Northwestern Administration Gets Caffeine Rush, Excitedly Re-Allocates $3.75 Billion to Intangible Buzzwords
There was reportedly a “Super Scholastic Brainstorm” which consisted of several administrative members pacing around the presidential office enthusiastically pitching ideas. Reports have confirmed that the group members were thinking of ideas so fast that they did not even have time to write them all down.
Chris Combe and Adam Karr, two Co-Chairs of the initiative, reportedly consumed the most caffeine yesterday morning.
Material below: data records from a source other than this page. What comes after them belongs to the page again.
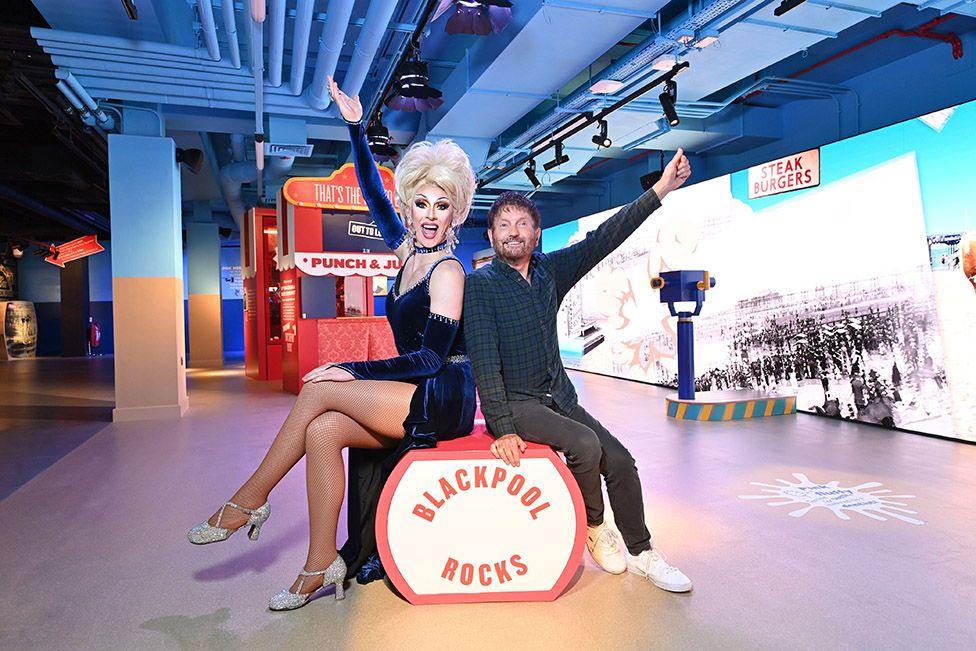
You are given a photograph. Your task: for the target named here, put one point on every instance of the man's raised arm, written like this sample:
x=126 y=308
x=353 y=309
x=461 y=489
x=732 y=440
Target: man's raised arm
x=573 y=262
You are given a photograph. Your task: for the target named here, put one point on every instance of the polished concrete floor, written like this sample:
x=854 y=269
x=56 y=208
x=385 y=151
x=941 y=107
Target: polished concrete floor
x=93 y=553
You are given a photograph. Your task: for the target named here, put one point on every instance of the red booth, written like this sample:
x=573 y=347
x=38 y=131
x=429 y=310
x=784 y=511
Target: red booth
x=262 y=301
x=334 y=273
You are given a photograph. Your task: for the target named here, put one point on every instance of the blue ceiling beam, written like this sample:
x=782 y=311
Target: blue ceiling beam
x=786 y=27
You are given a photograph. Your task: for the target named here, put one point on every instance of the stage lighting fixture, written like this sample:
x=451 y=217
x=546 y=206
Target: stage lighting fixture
x=558 y=160
x=378 y=138
x=705 y=39
x=481 y=17
x=412 y=90
x=648 y=180
x=601 y=139
x=17 y=250
x=131 y=10
x=192 y=158
x=668 y=98
x=530 y=172
x=686 y=36
x=606 y=86
x=787 y=5
x=259 y=154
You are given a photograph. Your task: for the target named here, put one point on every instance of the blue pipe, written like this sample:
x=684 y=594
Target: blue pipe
x=299 y=48
x=205 y=10
x=328 y=56
x=276 y=49
x=230 y=26
x=378 y=17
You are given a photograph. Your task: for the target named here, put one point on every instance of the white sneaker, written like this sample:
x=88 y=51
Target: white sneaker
x=654 y=566
x=602 y=541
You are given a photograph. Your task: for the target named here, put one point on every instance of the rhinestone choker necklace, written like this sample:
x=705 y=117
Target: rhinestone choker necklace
x=429 y=249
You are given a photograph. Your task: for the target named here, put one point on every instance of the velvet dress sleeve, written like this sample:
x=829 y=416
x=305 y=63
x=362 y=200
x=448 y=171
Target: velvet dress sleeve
x=439 y=335
x=380 y=207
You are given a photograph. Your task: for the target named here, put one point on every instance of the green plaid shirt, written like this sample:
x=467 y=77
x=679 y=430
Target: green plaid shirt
x=510 y=324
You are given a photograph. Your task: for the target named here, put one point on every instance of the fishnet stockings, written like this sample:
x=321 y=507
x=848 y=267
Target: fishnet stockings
x=327 y=417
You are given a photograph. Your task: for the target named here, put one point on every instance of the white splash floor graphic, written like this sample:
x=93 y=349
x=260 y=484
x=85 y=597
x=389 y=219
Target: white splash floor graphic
x=876 y=504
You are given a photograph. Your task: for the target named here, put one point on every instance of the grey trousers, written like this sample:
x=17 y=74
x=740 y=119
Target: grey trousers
x=590 y=451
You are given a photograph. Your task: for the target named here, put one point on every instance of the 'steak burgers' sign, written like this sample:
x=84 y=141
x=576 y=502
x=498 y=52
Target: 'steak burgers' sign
x=785 y=174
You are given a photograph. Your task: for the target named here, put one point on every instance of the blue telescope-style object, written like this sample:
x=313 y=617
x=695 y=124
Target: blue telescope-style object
x=684 y=287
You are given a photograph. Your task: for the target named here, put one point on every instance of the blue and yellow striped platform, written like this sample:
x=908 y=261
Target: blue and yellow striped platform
x=729 y=405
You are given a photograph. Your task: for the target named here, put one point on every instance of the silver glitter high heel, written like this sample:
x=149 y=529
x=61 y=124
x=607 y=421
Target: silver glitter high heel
x=206 y=533
x=335 y=574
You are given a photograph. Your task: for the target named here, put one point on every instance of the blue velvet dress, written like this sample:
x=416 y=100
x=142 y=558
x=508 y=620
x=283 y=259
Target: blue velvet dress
x=431 y=356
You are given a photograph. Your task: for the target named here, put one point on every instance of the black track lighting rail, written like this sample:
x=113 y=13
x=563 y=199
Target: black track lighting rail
x=577 y=124
x=413 y=44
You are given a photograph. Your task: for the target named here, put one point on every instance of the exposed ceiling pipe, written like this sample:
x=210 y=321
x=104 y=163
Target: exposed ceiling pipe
x=257 y=67
x=402 y=53
x=378 y=18
x=630 y=70
x=237 y=146
x=205 y=9
x=50 y=36
x=330 y=45
x=104 y=121
x=922 y=31
x=276 y=49
x=82 y=110
x=230 y=26
x=299 y=48
x=234 y=175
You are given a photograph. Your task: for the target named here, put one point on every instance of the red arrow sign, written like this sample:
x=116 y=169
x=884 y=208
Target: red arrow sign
x=74 y=250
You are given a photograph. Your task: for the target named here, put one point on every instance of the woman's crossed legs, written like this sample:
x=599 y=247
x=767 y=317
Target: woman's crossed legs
x=327 y=417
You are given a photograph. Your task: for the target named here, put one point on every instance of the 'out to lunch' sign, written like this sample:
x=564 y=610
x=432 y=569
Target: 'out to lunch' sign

Combe stated the campaign “seeks to build on the best of Northwestern and expand our extraordinary work on an even broader and deeper scale.” No explicit details were provided but the two men summed up four of the most important initiatives for which the money should be allocated, including 1.2 billion dollars to “Discovery and Creativity,” and 225 million dollars to “Global Connections.” To further justify the cost, descriptive terms like “global hub,” and “renovation and transformation,” were used liberally.
We sat down with one of the administrative members for insight on how the group arrived at the name “We Will. The Campaign For Northwestern.” He excitedly and rapidly recollected their progress: “It came so naturally. We kept talking about all these things we were going to do to have the best school ever. One of us would pitch something like ‘we need more research, innovation and entrepreneurship, performance and collaborative learning,’ and we’d all chant ‘We will!’ Everything was fair game!”
Thankfully, the administration is not going to charge the students, as the money will come exclusively from alumni donations. Unfortunately, tuition is still anticipated to rise by 4%, but the number is menial so long as the ‘Cats of 2020 enjoy immeasurable collegiate ideals.